Ashley Camp and her fiancé, Cody Wallenius, have an anniversary tradition of going to the gravesites of famous tattoo artists to get rubbings.
Tuesday, the couple, who own Easy Tiger Tattoo in Merrillville, ventured to Watseka, Illinois, as they did a few years ago, to visit the gravesite of Roy “Roy Boy” Cooper, the legendary tiger-owning owner of The Badlands at 3844 Broadway in Gary.
“We knew where it was,” Camp said of Cooper’s headstone, which features a tiger and the quote, “3 can keep a secret if 2 are dead.”
“We walked right over to it and we’re walking around and we’re like, it’s not here,” Camp said, adding they thought maybe Debra Cooper, Roy Boy’s ex-wife and business partner, moved it. They noticed that the headstone for the Coopers’ son, Diamond Cody Cooper, who died four years after his father at age 19 in a wreck, had also been disturbed.
Camp said she and her fiancé sought out the cemetery caretaker and then they sent a message to Debra.
“It kind of sank in slowly,” Camp said. “This is a really big deal. Where do you go from here? What does somebody do with a headstone?”
Debra Cooper said Roy Boy was buried in a Grand Army of the Republic cemetery with other members of his family because his great-great-grandfather was a Civil War veteran.
The headstone was made by Roy Boy’s sister Candy, who has since died, Debra Cooper said, adding her late sister-in-law also made her son’s headstone. Candy is buried in the family plot as well.
Camp, she said, sent her pictures of the spot where Roy Boy’s headstone once lay and said it was gone.
“I’ve got my memories, I’ve got my soul, I’ve got this shop,” Debra Cooper said of The Bandlands, which she took over after her son died. The studio first opened in 1973, though it moved across Broadway after it burned down in a 2008 fire.
The tigers, which included two white ones, a gold Bengal and a gold Siberian, according to Post-Tribune archives, are long gone after officials with the U.S. Department of Agriculture raided the shop in May 2010, just a few months before Roy Boy died.

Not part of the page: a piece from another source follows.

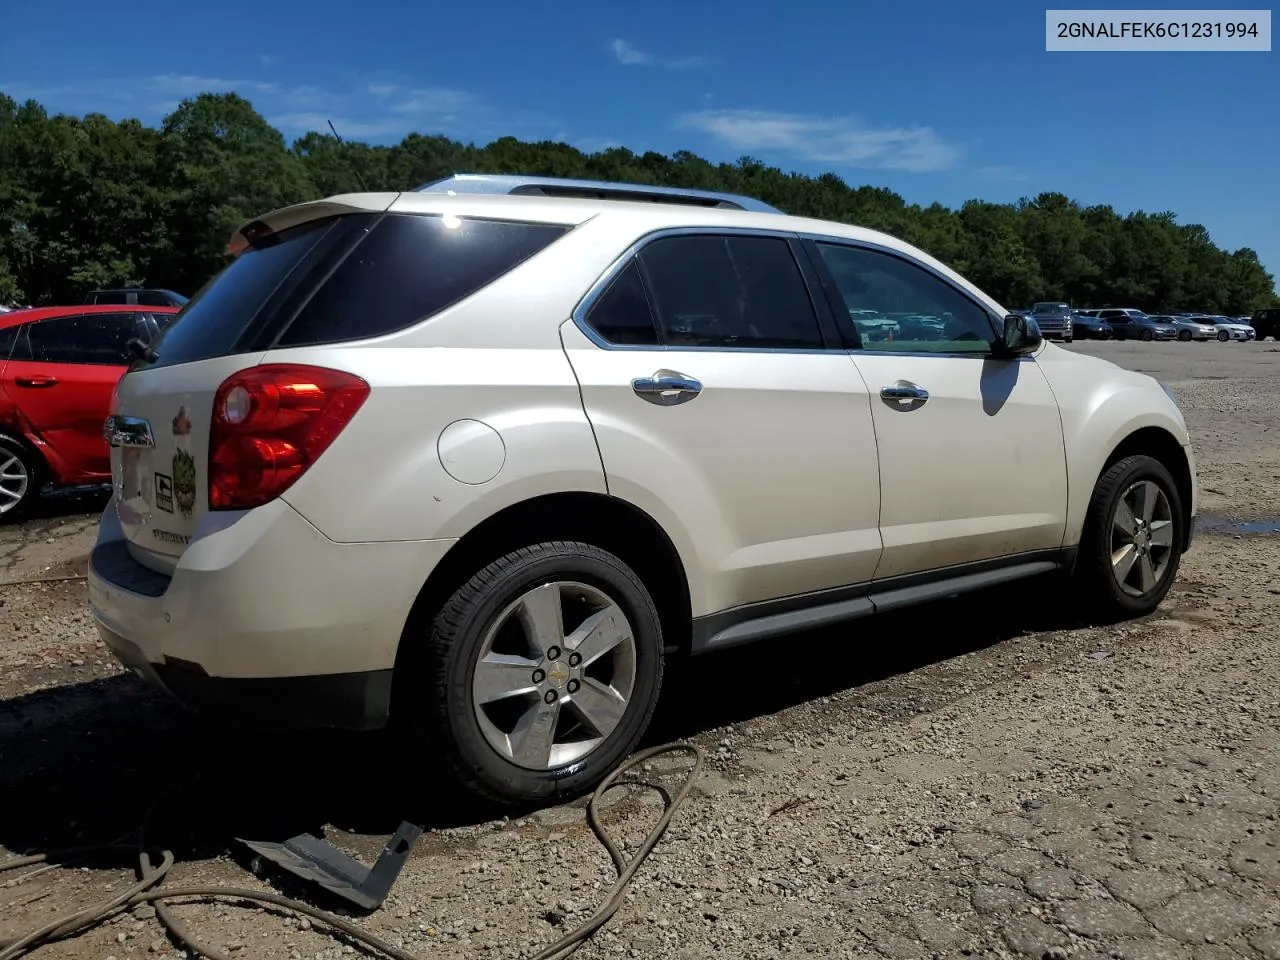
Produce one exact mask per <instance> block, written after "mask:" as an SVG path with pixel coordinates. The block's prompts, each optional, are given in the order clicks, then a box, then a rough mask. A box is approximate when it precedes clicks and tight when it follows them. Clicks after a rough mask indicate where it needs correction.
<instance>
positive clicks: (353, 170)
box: [325, 120, 369, 193]
mask: <svg viewBox="0 0 1280 960" xmlns="http://www.w3.org/2000/svg"><path fill="white" fill-rule="evenodd" d="M325 123H328V124H329V129H330V131H333V138H334V140H337V141H338V146H340V147H342V148H343V150H346V148H347V142H346V141H344V140H343V138H342V137H339V136H338V129H337V127H334V125H333V120H325ZM347 161H348V163H349V161H351V156H349V155H348V156H347ZM351 172H352V173H353V174H356V183H358V184H360V189H362V191H364V192H365V193H367V192H369V187H366V186H365V178H364V177H361V175H360V168H357V166H356V165H355V164H351Z"/></svg>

Tigers had been a fixture of The Badlands for years until the raid, which came after unsatisfactory inspections by the USDA, according to Post-Tribune archives. During a USDA visit in the days before the raid, inspectors said they found the tigers were underweight and lethargic.
The tigers were taken to a USDA-licensed sanctuary after they were removed from the tattoo studio.
These days, Debra Cooper keeps honeybees and chickens instead of the large cats that helped make the studio famous.